(WXYZ) - Detroit's bankruptcy case now has key dates set while the issue of whether the Michigan Constitution protects city employee pensions from cuts is still unresolved.
But in a surprise move, the lead attorney for Jones Day representing the city, David Heiman told the court the city would have its plan for reorganization ready at the end of this year.
Detroit Emergency Manager Kevyn Orr may also be called as a witness in a dispute over 30 million dollars a month in casino revenue from the three Detroit casinos. The money was used as collateral for loans to the city and Syncora Guarantee would have to cover the loss.
That hearing has been set for September 9.
Judge Steven Rhodes also set October 23 for the trial on whether Detroit is eligible and March 1, 2014 for Detroit to file its plan.
The judge ordered two issues to be decided in eligibility, whether Governor Rick Snyder's authorization for Chapter 9 Bankruptcy filing was proper under the Michigan Constitution and whether the city has bargained in good faith with creditors.
The judge also ordered a committee be established to negotiate with Detroit City retirees who stand to take cuts in their pensions and health care.
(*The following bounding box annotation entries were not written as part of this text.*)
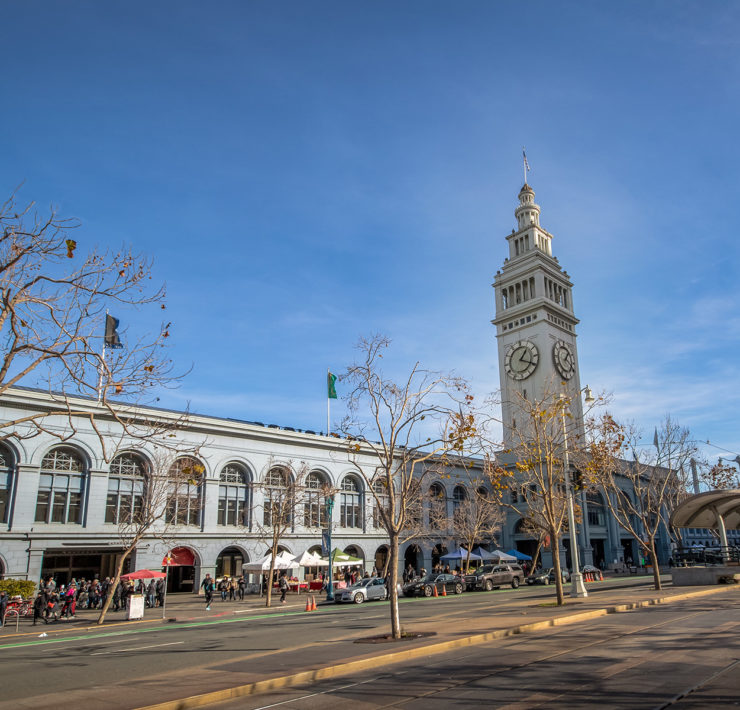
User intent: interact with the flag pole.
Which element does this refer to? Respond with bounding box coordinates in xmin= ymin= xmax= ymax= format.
xmin=98 ymin=308 xmax=108 ymax=402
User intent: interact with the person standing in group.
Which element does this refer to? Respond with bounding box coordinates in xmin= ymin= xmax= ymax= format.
xmin=278 ymin=572 xmax=288 ymax=604
xmin=200 ymin=573 xmax=213 ymax=611
xmin=33 ymin=588 xmax=49 ymax=626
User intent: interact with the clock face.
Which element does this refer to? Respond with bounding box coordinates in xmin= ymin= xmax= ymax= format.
xmin=552 ymin=340 xmax=576 ymax=380
xmin=504 ymin=340 xmax=540 ymax=380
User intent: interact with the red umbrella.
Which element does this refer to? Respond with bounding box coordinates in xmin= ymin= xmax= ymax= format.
xmin=121 ymin=569 xmax=165 ymax=580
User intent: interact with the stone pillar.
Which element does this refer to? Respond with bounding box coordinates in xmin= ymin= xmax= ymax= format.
xmin=82 ymin=470 xmax=108 ymax=530
xmin=201 ymin=479 xmax=219 ymax=532
xmin=11 ymin=464 xmax=39 ymax=530
xmin=578 ymin=490 xmax=594 ymax=566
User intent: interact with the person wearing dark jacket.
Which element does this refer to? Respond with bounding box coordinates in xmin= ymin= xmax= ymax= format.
xmin=33 ymin=589 xmax=49 ymax=626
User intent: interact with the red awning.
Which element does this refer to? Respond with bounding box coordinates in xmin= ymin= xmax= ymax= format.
xmin=121 ymin=569 xmax=164 ymax=579
xmin=162 ymin=547 xmax=195 ymax=567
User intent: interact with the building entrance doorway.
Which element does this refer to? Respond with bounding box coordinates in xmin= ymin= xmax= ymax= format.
xmin=162 ymin=547 xmax=197 ymax=594
xmin=216 ymin=547 xmax=248 ymax=579
xmin=41 ymin=548 xmax=125 ymax=585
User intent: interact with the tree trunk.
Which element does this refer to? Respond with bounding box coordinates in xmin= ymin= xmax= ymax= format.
xmin=388 ymin=533 xmax=401 ymax=639
xmin=96 ymin=541 xmax=133 ymax=624
xmin=650 ymin=537 xmax=663 ymax=590
xmin=550 ymin=530 xmax=565 ymax=606
xmin=532 ymin=538 xmax=542 ymax=572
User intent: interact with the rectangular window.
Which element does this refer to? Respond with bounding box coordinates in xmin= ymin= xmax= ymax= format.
xmin=51 ymin=491 xmax=67 ymax=523
xmin=34 ymin=491 xmax=51 ymax=523
xmin=105 ymin=493 xmax=118 ymax=523
xmin=66 ymin=493 xmax=82 ymax=523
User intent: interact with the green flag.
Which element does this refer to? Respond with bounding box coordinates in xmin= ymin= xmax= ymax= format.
xmin=326 ymin=372 xmax=337 ymax=399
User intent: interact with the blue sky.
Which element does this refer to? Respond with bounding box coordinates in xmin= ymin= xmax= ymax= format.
xmin=0 ymin=0 xmax=740 ymax=468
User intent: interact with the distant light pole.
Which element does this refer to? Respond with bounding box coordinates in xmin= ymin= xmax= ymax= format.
xmin=324 ymin=495 xmax=334 ymax=602
xmin=560 ymin=386 xmax=595 ymax=597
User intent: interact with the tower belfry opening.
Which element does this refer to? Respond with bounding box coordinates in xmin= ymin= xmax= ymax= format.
xmin=492 ymin=183 xmax=583 ymax=444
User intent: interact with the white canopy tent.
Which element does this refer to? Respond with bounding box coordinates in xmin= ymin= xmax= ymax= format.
xmin=475 ymin=547 xmax=516 ymax=562
xmin=242 ymin=551 xmax=299 ymax=572
xmin=439 ymin=547 xmax=483 ymax=562
xmin=298 ymin=550 xmax=329 ymax=567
Pensions are underfunded by $3.5 billion and Emergency Manager Kevyn Orr says the city can't afford $6 billion for retiree health care after this year.
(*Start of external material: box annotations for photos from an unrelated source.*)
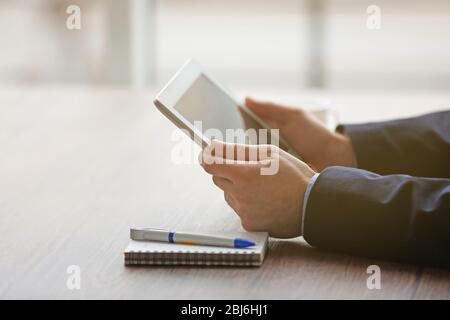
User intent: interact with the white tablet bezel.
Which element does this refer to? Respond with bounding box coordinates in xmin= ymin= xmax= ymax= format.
xmin=153 ymin=59 xmax=298 ymax=157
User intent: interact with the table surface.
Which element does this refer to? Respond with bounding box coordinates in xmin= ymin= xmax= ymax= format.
xmin=0 ymin=87 xmax=450 ymax=299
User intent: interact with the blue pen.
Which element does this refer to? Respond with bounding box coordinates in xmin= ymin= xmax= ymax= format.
xmin=130 ymin=228 xmax=255 ymax=248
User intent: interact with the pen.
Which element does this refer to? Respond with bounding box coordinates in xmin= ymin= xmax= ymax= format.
xmin=130 ymin=228 xmax=255 ymax=248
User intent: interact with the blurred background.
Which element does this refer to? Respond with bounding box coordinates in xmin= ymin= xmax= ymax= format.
xmin=0 ymin=0 xmax=450 ymax=91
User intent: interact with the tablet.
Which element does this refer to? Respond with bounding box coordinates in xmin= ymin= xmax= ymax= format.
xmin=154 ymin=59 xmax=298 ymax=155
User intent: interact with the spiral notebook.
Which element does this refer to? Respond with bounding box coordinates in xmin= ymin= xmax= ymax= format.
xmin=124 ymin=232 xmax=268 ymax=266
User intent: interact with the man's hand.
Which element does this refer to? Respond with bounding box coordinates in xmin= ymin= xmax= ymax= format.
xmin=245 ymin=98 xmax=355 ymax=171
xmin=199 ymin=140 xmax=315 ymax=238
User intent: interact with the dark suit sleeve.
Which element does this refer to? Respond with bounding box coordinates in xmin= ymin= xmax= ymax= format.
xmin=337 ymin=111 xmax=450 ymax=179
xmin=304 ymin=167 xmax=450 ymax=266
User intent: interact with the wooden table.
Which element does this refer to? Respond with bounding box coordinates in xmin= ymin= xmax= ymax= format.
xmin=0 ymin=87 xmax=450 ymax=299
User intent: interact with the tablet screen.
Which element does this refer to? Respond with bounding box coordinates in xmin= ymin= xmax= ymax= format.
xmin=175 ymin=74 xmax=250 ymax=142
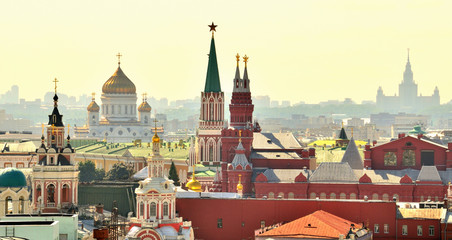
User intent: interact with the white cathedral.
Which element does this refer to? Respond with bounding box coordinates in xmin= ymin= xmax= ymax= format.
xmin=87 ymin=54 xmax=157 ymax=143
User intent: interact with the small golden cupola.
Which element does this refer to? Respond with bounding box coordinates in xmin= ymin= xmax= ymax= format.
xmin=86 ymin=93 xmax=100 ymax=112
xmin=102 ymin=53 xmax=136 ymax=94
xmin=185 ymin=165 xmax=202 ymax=192
xmin=138 ymin=93 xmax=152 ymax=112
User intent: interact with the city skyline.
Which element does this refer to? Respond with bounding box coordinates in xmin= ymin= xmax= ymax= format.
xmin=0 ymin=1 xmax=452 ymax=104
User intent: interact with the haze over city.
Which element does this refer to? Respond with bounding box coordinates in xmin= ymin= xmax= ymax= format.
xmin=0 ymin=1 xmax=452 ymax=103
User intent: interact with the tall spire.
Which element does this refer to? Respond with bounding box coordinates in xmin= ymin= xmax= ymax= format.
xmin=204 ymin=22 xmax=221 ymax=92
xmin=403 ymin=48 xmax=414 ymax=83
xmin=243 ymin=54 xmax=250 ymax=89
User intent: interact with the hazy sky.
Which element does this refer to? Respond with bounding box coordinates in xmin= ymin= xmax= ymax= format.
xmin=0 ymin=0 xmax=452 ymax=103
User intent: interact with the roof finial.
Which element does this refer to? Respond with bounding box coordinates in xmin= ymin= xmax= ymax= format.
xmin=116 ymin=52 xmax=122 ymax=66
xmin=243 ymin=54 xmax=249 ymax=68
xmin=52 ymin=78 xmax=58 ymax=95
xmin=208 ymin=22 xmax=217 ymax=38
xmin=407 ymin=48 xmax=410 ymax=62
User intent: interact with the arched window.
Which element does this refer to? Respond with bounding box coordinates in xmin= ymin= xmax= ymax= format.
xmin=5 ymin=196 xmax=13 ymax=214
xmin=372 ymin=193 xmax=378 ymax=200
xmin=19 ymin=197 xmax=25 ymax=213
xmin=140 ymin=202 xmax=144 ymax=217
xmin=309 ymin=193 xmax=317 ymax=199
xmin=163 ymin=202 xmax=169 ymax=217
xmin=268 ymin=192 xmax=275 ymax=199
xmin=62 ymin=184 xmax=69 ymax=202
xmin=47 ymin=184 xmax=55 ymax=203
xmin=149 ymin=202 xmax=157 ymax=217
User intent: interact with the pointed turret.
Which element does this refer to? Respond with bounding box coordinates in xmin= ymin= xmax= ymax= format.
xmin=204 ymin=22 xmax=221 ymax=92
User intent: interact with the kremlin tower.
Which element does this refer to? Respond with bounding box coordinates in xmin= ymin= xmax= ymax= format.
xmin=32 ymin=79 xmax=79 ymax=212
xmin=197 ymin=22 xmax=224 ymax=165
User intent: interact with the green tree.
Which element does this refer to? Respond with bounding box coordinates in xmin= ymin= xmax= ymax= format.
xmin=78 ymin=160 xmax=105 ymax=182
xmin=105 ymin=163 xmax=133 ymax=180
xmin=168 ymin=161 xmax=180 ymax=186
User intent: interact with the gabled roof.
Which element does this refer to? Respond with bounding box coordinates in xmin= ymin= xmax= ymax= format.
xmin=252 ymin=169 xmax=309 ymax=183
xmin=309 ymin=162 xmax=358 ymax=183
xmin=257 ymin=210 xmax=361 ymax=239
xmin=204 ymin=37 xmax=221 ymax=92
xmin=253 ymin=133 xmax=302 ymax=149
xmin=341 ymin=137 xmax=364 ymax=170
xmin=416 ymin=166 xmax=441 ymax=182
xmin=372 ymin=135 xmax=447 ymax=150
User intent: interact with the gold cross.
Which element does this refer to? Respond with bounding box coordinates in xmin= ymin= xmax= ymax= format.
xmin=116 ymin=53 xmax=122 ymax=64
xmin=52 ymin=78 xmax=58 ymax=94
xmin=243 ymin=54 xmax=249 ymax=67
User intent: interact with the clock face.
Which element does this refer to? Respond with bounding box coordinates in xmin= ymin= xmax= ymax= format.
xmin=136 ymin=229 xmax=162 ymax=240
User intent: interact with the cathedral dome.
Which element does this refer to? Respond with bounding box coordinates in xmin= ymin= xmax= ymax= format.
xmin=138 ymin=101 xmax=152 ymax=112
xmin=102 ymin=67 xmax=136 ymax=94
xmin=0 ymin=168 xmax=27 ymax=187
xmin=86 ymin=101 xmax=100 ymax=112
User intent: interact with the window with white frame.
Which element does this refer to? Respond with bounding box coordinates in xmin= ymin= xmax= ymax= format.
xmin=374 ymin=224 xmax=380 ymax=233
xmin=402 ymin=225 xmax=408 ymax=235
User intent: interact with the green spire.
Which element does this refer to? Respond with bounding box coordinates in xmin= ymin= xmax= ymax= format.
xmin=204 ymin=35 xmax=221 ymax=92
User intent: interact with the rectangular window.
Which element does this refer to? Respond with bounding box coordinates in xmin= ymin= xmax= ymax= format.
xmin=374 ymin=224 xmax=380 ymax=233
xmin=384 ymin=152 xmax=397 ymax=166
xmin=217 ymin=218 xmax=223 ymax=228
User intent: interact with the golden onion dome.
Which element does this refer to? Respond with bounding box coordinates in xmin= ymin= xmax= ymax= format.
xmin=152 ymin=130 xmax=160 ymax=142
xmin=138 ymin=101 xmax=152 ymax=112
xmin=86 ymin=101 xmax=100 ymax=112
xmin=102 ymin=66 xmax=136 ymax=94
xmin=185 ymin=175 xmax=202 ymax=192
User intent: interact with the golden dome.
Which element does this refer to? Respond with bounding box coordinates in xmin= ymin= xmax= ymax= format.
xmin=102 ymin=66 xmax=136 ymax=94
xmin=138 ymin=101 xmax=152 ymax=112
xmin=86 ymin=100 xmax=100 ymax=112
xmin=185 ymin=175 xmax=202 ymax=192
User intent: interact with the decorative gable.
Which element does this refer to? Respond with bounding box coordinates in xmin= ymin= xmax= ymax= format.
xmin=359 ymin=173 xmax=372 ymax=183
xmin=295 ymin=172 xmax=308 ymax=182
xmin=400 ymin=174 xmax=413 ymax=184
xmin=256 ymin=173 xmax=268 ymax=182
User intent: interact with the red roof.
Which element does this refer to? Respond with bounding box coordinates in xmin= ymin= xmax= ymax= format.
xmin=258 ymin=210 xmax=362 ymax=239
The Detroit deficit overall is $18 billion. Detroit has 20,000 retired city employees and 10,000 active. The Bankruptcy Trustee will take applications for the committee and decide who gets on it. Experts say it will likely be a dozen or so people including retirees and possibly union representatives.
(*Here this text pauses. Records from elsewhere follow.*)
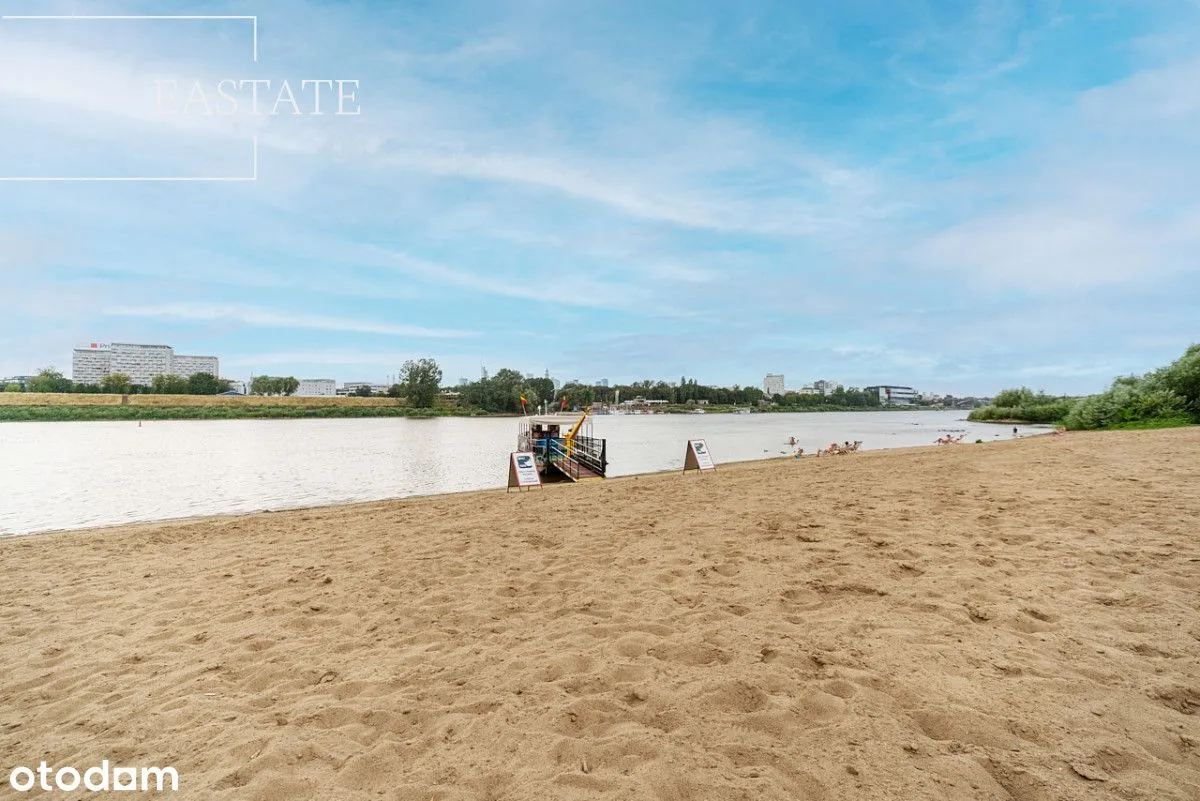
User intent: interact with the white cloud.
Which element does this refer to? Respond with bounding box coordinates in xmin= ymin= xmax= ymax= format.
xmin=101 ymin=302 xmax=475 ymax=339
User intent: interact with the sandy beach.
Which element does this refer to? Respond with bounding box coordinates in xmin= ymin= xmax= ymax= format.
xmin=0 ymin=428 xmax=1200 ymax=801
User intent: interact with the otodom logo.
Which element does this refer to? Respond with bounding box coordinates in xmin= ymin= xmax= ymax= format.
xmin=8 ymin=759 xmax=179 ymax=793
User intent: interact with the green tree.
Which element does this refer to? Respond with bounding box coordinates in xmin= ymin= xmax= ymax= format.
xmin=400 ymin=359 xmax=444 ymax=409
xmin=1147 ymin=344 xmax=1200 ymax=422
xmin=100 ymin=373 xmax=133 ymax=395
xmin=187 ymin=373 xmax=229 ymax=395
xmin=991 ymin=386 xmax=1033 ymax=409
xmin=150 ymin=375 xmax=188 ymax=395
xmin=248 ymin=375 xmax=300 ymax=395
xmin=29 ymin=367 xmax=74 ymax=392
The judge heard several arguments in court on Friday who should be on the committee but made it clear that will be up to the Trustee, an arm of the U. S. Justice Department. An attorney for the Trustee told the judge they will need 3 weeks to organize the committee. The negotiations will begin even with the constitutional question unresolved.
One attorney told the judge 24 states have similar constitutional protections for public employee pensions, so Detroit's case could set a precedent for all cities looking to cut their employee legacy costs.
The judge also gave attorneys a week to give him their confidential input on appointing Chief U. S. District Judge Gerald Rosen as Mediator. And a Fee Examiner will be appointed to review all of the costs of attorneys, experts and consultants hired by Detroit for bankruptcy.